Udaremniony przemyt narkotyków z Czech do Polski
Chcieli przemycić pół kg metaamfetaminy. Paczka z narkotykami nadana na poczcie w Czechach miała trafić pod konkretny adres w okolicach Warszawy. Na szczęście, policjanci z warszawskiego wydziału do walki z przestępczością narkotykową szybko wpadli na ślad osób zamieszanych w przemyt. Zatrzymali 53-letniego Janusza M., 51-letnią Barbarę H. i 53-letniego Krzysztofa K.
Gdy tylko policjanci z komendy stołecznej policji otrzymali informację o podejrzanej przesyłce, natychmiast przystąpili do działania. Z policyjnych ustaleń wynikało, że w paczce nadanej w Czechach znajdowało się pół kg metaamfetaminy. Paczka miała trafić pod wskazany adres w Piasecznie koło Warszawy.

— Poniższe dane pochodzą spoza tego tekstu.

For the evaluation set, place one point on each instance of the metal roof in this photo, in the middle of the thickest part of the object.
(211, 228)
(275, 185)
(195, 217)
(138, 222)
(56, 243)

Funkcjonariusze z komendy stołecznej udali się pod adres wskazany do obioru przesyłki. Zatrzymali tam dwóch mężczyzn i kobietę w wieku od 51 do 53 lat. Wszyscy byli pijani. Zostali przewiezieni do policyjnego aresztu. Po wytrzeźwieniu zostaną przesłuchani. Najprawdopodobniej usłyszą zarzuty nielegalnej dostawy znacznych ilości środków odurzających. Grozi im do 5 lat pozbawienia wolności.
Sprawę prowadzi stołeczny wydział do walki z przestępczością narkotykową pod nadzorem ochockiej prokuratury.